The store shed its mom-and-pop trappings but retained its friendly West Texas ways

1. What has been your most memorable sale?

I had a lady who needed a 4 mm square stone; she thought she’d like it to be rose colored. I was talking to her about sapphires and tourmalines in the $100 to $400 range. And my husband says, “Why don’t you do a pink diamond?” She said she could spend up to $2,000. I found the perfect pink diamond. I didn’t think there was any way she would go for it; I keystoned it at around $6,800. I told her the price and instead of laughing, she said, “Sounds like a deal to me,” and wrote me a check. That made a huge impression on me.

2. What was your finest hour in the realm of customer service?

We had a client who…was in Lagos, Nigeria; her husband was in the oil business. We received a fax from her asking us to design her a ring so fantastic “that if I go walking down the street naked, people will say, ‘Oh my God, look at that ring.’” We built this $30,000 diamond ring and were scared to death she wasn’t going to like it. She was flying through Dallas…and we delivered it to her at the airport in between two flights. We had no idea what would happen. But she loved it and it was awesome.

3. What is your single best money-saving initiative?

We bought software to start working on our inventory control—looking at price points and seeing where we’re doing well and where we’re not. If you do [software programs] correctly, they keep your inventory levels at the right place. Then when you go to trade shows, you’re not buying stuff you don’t need. It keeps you from having a ton of dead merchandise.

4. What one advertisement or promotion elicited the greatest response, and why do you think it worked?

My stepson, Michael, who’s now CEO of the company, decided he wanted to do an open house one year. We sent 3,000 to 5,000 invites to our top customers and we called it Falalapalooza. We included a $100 gift certificate in each invite—no strings attached except they had to use it at the party. We had so many people we had two cash registers with lines out the door all night long. With a deal like that, you can walk out the door with a free something, but the way most people used it, it ended up being the equivalent of a 15 percent discount. It taught us to be brave enough to give away stuff sometimes. 

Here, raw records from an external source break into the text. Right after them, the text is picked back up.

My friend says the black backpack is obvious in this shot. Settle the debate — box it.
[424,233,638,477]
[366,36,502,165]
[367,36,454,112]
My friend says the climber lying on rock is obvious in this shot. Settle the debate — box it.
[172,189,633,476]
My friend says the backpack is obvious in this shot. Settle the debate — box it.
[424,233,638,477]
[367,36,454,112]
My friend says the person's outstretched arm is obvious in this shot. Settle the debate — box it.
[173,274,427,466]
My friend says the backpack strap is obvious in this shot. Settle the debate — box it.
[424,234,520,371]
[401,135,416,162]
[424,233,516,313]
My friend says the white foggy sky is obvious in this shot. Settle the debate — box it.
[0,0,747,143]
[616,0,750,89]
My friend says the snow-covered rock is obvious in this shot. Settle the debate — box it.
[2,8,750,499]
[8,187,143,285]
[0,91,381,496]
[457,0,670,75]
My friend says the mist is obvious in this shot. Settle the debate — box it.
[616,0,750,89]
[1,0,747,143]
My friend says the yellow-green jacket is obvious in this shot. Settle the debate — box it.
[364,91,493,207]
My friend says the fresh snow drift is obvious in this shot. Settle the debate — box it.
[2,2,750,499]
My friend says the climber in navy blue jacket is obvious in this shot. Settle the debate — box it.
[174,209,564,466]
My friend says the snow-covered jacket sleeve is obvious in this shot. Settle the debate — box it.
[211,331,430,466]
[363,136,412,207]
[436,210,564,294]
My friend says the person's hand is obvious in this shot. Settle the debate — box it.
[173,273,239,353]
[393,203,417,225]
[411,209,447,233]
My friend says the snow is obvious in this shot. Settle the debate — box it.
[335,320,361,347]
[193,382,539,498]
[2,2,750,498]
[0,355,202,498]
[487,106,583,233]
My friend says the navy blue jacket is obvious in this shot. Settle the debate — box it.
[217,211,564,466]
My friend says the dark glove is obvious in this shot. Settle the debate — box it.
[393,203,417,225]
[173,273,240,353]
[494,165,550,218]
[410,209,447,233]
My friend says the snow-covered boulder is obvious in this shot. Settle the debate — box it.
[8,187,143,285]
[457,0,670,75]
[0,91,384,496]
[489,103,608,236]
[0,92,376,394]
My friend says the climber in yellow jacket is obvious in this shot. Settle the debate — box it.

5. What has been your biggest challenge, and how did you resolve it?

The biggest challenge for us has been going from a small mom-and-pop store to an actual multimillion-dollar business. You think it’s a good problem to have, but you don’t understand how hard that is until you’re in the situation. You have to change your systems; you have cash flow problems; you lose some clients because they liked it when you were small. Learning to overcome that hurdle was the biggest challenge. Once you overcome it, it all starts moving and becoming easier.